La bourse de Shanghai, ouverte en 1991, est cependant habituée à des variations de cours de type «montagnes russes».

«La bourse de Shanghai est un marché relativement immature et volatile. Elle a connu beaucoup de hauts et de bas, notamment en lien avec des problèmes de corruption et de manipulation des cours, car le cadre réglementaire est insuffisant», explique Laurent Beduneau-Wang, co-auteur de “La Chine:un colosse financier?”. Une variation de 5% n’est pas négligeable, mais elle est loin d’être aussi exceptionnelle qu’à Paris, par exemple. Et il y aune chose qu’il faut avoir en tête, c’est que la bourse ne joue qu’un rôle mineur dans l’économie chinoise. S’il y a une crise financière, je pense qu’elle viendra davantage des banques ou de la crise du dollar.»

Vers l’éclatement de la bulle ?

La cotation de l'action Bank of China, justement, a été suspendue ce mardi à la Bourse de Shanghai, après avoir perdu plus de 4% la veille. Selon les médias, la banque chinoise s'apprêterait à annoncer des pertes sur ses titres adossés à des «subprimes». Elle souffrirait alors la crise américaine, en subissant de lourdes dépréciations sur ses investissements aux Etats-Unis.

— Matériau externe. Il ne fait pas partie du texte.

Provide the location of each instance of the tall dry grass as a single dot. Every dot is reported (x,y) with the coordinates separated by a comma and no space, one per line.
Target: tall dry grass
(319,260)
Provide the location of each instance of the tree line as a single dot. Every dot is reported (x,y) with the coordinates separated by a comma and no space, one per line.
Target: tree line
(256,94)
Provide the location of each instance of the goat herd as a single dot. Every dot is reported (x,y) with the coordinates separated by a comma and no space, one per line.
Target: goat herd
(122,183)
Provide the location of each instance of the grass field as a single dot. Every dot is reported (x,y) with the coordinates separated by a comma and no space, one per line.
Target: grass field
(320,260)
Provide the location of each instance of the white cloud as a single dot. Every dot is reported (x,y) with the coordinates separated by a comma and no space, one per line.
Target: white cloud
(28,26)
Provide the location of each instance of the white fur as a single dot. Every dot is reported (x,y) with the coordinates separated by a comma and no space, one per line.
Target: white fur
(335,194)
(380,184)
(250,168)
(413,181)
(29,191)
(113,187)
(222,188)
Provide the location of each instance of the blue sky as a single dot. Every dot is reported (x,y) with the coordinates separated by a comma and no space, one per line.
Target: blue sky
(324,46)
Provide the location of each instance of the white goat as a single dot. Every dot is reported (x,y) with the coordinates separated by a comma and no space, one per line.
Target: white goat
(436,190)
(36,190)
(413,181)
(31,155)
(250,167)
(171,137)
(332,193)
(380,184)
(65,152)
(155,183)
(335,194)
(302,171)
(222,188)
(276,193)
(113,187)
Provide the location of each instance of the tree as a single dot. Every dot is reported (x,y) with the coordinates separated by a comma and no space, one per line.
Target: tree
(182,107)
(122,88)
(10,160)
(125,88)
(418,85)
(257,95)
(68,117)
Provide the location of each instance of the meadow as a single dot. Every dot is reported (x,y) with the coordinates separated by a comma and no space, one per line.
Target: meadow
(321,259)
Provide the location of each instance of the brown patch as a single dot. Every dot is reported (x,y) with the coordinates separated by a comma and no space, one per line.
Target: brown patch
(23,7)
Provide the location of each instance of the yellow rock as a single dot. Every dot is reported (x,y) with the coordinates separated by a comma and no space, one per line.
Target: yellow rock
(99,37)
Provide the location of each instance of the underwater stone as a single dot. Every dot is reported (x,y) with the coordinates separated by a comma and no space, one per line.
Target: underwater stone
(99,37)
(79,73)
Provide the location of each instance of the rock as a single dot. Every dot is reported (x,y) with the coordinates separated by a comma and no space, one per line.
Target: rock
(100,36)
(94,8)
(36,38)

«Le ralentissement de l’économie américaine affecte beaucoup plus la Chine, très dépendante de ses exportations aux USA, analyse Marc Fiorentino, directeur d’Euroland Finance, société de services financiers pour les entrepreneurs. «L’économie réelle chinoise n’est pas à la hauteur de ce qu’on croit. Il y a eu un effet de surchauffe et on en train d’assister à l’effondrement de cette bulle. Il faut s’attendre à une récession en Chine, qui ne tiendra sans doute pas jusqu’aux Jeux olympiques», conclut-il.

11% de croissance prévus pour 2007

Certains économistes chinois ont toutefois tempéré l'impact d' une éventuelle récession mondiale sur le pays. «Une forte demande interne, notamment la croissance des investissements, devrait soutenir la croissance globale du PIB», a estimé Wang Tao de la Bank of America, cité par l'AFP.

Selon des analystes, la Chine devrait annoncer jeudi une croissance économique encore supérieure à 11% en 2007.